JAXP - Java API for XML Processing
R. Alexander Milowski
milowski@sims.berkeley.edu
School of Information Management and Systems
#1
What is JAXP?
Java API for XML Processing.
A standard part of Java 1.4:
javax.xml.parsers - bootstrapping and using XML processors.
javax.xml.transform - APIs for transforming documents (e.g.

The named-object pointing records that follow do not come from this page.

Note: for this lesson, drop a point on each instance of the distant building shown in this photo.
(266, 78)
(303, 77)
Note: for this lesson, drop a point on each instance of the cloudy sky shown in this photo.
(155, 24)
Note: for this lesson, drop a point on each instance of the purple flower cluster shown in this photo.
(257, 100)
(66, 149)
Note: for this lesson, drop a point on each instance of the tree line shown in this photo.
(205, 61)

XSLT)
javax.xml.transform.dom - DOM APIs related to transformations.
javax.xml.transform.sax - SAX APIs related to transformations.
javax.xml.transform.stream - I/O stream APIs related to transformations.

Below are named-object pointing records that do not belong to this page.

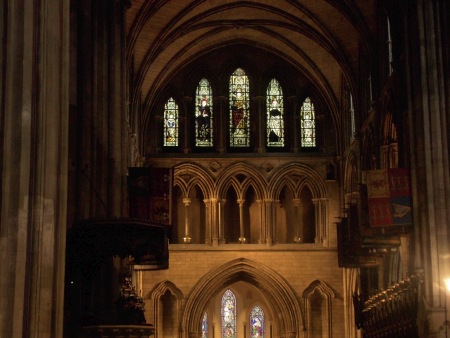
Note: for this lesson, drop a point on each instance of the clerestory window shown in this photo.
(171, 123)
(275, 114)
(307, 124)
(204, 115)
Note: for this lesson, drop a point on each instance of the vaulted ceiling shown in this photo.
(322, 39)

API Documentation: Java Standard Edition 1.4
#2
Reference Implementation
The JDK contains a reference impementation.
You can swap out the parser & XSLT implementaiton by system properties.
You can also replace them by putting jar files into the JDK endorsed directory.
Endorsed jars will replace them for all Java applications on your system.
#3
Parsing a Document
You need to do the following:
Get and configure a parser factory.
Create a parser.
Set options on the parser.
Call 'parse' on the parser.
#4
Parser Factories
The JAXP interface uses a factory design pattern.
Factories can be obtained by the following code:
SAXParserFactory pfactory = SAXParserFactory.newInstance();
You'll want to turn on namespaces:
pfactory.setNamespaceAware(true);
And maybe validation:
pfactory.setValidating(true);
#5
Creating a Parser w/ Schema Validation
Just call 'newSAXParser':
SAXParser parser = pfactory.newSAXParser();
To turn on schema validation, you need to set a property:
parser.setProperty( "http://java.sun.com/xml/jaxp/properties/schemaLanguage", "http://www.w3.org/2001/XMLSchema" );
#6
XMLReader & Parsers
XMLReader is the "new" interface for parsing.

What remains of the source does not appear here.